"El mundo era tan reciente,
que muchas cosas carecían de nombre,
y para mencionarlas
había que señalarlas con el dedo."
100 Años...

lunes, 25 de diciembre de 2017

IRA DEL HOMBRE


   Roma no era sólo una ciudad sino también una experiencia profundamente anhelada. No era una simple circunstancia histórica y social, sino también una estructura que servía de instrumento de salvación. Era el triunfo del hombre al cabo de una larga brega, porque era el triunfo de la vida en el recinto amurallado.
   Lo importante y lo más evidente de la ciudad eran las murallas. Ellas separaban a la especie humana de todo un pasado de miedos y espantos originales. En cierto modo separaban la ciudad de la anticiudad. En la ciudad se refugiaban una humanidad cabal, vigente y racional. En la anticiudad, en cambio, estaban los miedos originales encarnados en el rayo, el relámpago y el trueno y, detrás, la ira de dios.

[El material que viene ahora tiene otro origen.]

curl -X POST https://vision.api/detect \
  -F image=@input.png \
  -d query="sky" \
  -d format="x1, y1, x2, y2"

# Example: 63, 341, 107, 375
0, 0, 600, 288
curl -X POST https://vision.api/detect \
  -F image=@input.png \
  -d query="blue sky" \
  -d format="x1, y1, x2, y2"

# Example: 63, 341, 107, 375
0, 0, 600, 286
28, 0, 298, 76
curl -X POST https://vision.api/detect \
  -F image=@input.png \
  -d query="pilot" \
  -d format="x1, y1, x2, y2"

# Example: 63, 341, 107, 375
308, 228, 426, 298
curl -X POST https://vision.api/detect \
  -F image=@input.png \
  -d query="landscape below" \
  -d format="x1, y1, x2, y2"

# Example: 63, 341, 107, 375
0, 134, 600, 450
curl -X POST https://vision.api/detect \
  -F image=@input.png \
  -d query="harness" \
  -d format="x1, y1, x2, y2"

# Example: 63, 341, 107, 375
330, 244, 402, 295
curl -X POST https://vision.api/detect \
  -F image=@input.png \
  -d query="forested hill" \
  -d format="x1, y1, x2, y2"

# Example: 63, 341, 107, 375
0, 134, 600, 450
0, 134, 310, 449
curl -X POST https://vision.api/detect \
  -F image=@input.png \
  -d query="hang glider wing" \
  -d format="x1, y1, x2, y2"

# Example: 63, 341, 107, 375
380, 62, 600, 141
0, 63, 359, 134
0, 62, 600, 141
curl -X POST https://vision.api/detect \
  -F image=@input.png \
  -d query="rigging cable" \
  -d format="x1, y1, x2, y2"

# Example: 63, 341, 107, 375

Adentro se daba la vida, aunque sometida a límites y concretada en moral y conducta. Afuera estaba la otra vida sumergida en el azar de lo fasto y nefasto, el maíz y la maleza y todo ello mezclado con una muerte inoportuna e imprevista. El ciudadano, en cambio, tenía su muerte prevista. Afuera era cosa de morir a la intemperie, expuesto al capricho de la ira. Pero en la ciudad se ganaba la seguridad de que eso no iba a ocurrir. Claro que se trataba de una seguridad material y, por tanto, superficial, en la que no entraba la intimidad y la plegaria, sino el médico o el Estado. Por eso la religión se desvincula de su dios y se convierte en una forma de conducta, confiada a los dioses menores que son las profesiones. Los técnicos reemplazan paulatinamente a los sacerdotes.